Yüksek Mahkeme'nin bu kararları, CMK'nın uygulanması açısından bir içtihat oluşturdu.
Gül'ün durumu
AKP'nin kapatılması davasının kabul edilmesine ilişkin karar cumhurbaşkanları açısından da bir içtihat niteliği taşıyor.
Bu iddianamede Cumhurbaşkanı Abdullah Gül'ün, Dışişleri Bakanı olarak görev yaptığı dönemde AKP'nin laiklik karşıtı odak haline gelmesinde bir faktör olduğu iddiası var. Ayrıca 5 yıl siyaset yasağı talebi de söz konusu.

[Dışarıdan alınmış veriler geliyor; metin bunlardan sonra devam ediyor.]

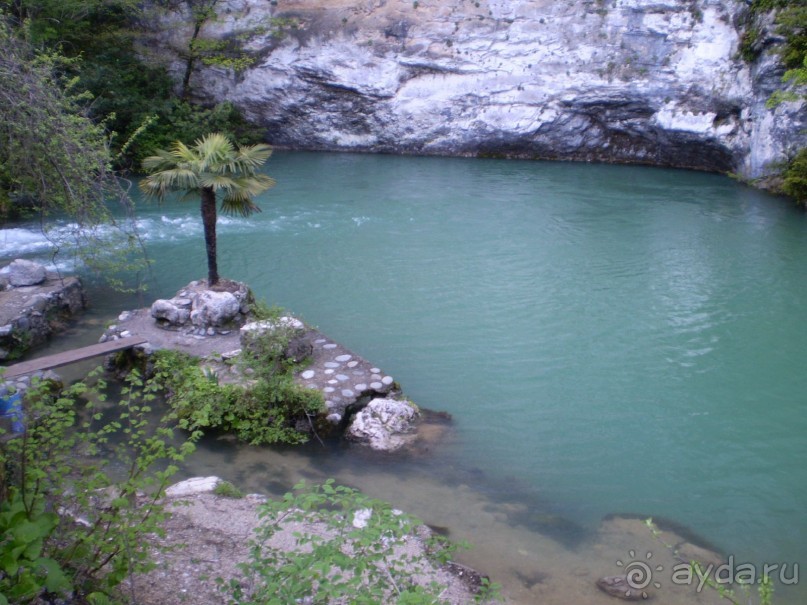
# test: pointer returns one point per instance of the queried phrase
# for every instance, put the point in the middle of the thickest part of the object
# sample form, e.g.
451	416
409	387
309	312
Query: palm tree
210	166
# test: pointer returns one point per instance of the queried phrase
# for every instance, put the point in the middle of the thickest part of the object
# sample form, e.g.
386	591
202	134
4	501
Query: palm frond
239	203
253	156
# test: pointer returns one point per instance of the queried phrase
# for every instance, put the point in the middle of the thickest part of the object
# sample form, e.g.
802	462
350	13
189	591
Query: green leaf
55	579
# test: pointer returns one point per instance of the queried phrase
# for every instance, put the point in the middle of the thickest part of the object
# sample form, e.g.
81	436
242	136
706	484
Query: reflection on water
608	340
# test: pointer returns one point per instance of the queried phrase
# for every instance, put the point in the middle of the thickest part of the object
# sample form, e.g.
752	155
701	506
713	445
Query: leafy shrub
266	411
73	516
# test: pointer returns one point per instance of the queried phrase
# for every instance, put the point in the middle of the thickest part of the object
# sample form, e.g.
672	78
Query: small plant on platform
264	411
225	489
350	548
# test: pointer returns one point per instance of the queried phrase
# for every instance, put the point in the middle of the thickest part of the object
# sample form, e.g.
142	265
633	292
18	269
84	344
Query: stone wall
34	304
648	81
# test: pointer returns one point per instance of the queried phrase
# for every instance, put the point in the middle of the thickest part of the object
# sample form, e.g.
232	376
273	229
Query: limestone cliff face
650	81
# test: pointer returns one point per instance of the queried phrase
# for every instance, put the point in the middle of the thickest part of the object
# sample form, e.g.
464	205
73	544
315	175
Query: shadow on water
681	530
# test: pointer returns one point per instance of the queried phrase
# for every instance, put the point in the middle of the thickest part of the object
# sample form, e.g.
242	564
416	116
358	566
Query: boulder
23	272
214	308
621	588
192	486
169	311
384	424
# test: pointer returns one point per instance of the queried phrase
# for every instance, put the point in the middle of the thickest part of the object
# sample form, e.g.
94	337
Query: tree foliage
55	160
212	166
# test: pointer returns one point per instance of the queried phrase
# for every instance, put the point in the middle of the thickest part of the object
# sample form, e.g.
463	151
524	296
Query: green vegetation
357	552
211	166
791	22
79	491
265	411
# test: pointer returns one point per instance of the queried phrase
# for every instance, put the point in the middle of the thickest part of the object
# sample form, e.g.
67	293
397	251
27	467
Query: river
608	339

İddianamenin bu yönü de tartışma yaratmıştı. Cumhurbaşkanı'nın böyle bir iddianameye konu olamayacağı, bu yönüyle iddianamenin reddinin gerekeceği savunulmuştu. Yüksek Mahkeme, oyçokluğuyla aksine karar verdi. Cumhurbaşkanlarının, eski görevleri nedeniyle kapatma davasında iddianameye alınabilecekleri kabul edilmiş oldu.
Bu karar, cumhurbaşkanının sadece vatana ihanetten yargılanabileceği hükmü nedeniyle davaya konu olamayacağı tezine karşılık öne sürülen, "Burada yargılanan cumhurbaşkanı değildir. Bu bir ceza davası niteliği taşımaz. Yargıya konu olan, cumhurbaşkanı olmadan önce söylem ve faaliyetlerinin odak olma haline etkili olup olmadığının tespitidir" görüşüne haklılık kazandırdı.
Bu kararın oybirliğiyle değil, 4'e karşı 7 oyla alınmış olması, Yüksek Mahkeme'nin bu konuyu etraflıca tartıştığını da gösteriyor.
Hüküm verilmiş değil
Tabii şunu da belirtmek gerekir ki, davanın kabul edilmesi, nasıl sonuçlanacağını göstermiyor.
Kabul kararının, dün bazı televizyonlarca, "İddialar kabul edildi" biçiminde özetlenmesi hatalıydı. Kabul edilen iddialar değil, davanın görülmesiydi. İddiaların yerinde olup olmadığı yargılama süreci sonunda belli olacak.
Yorum yapılarken bu gerçeğin unutulmaması gerekiyor.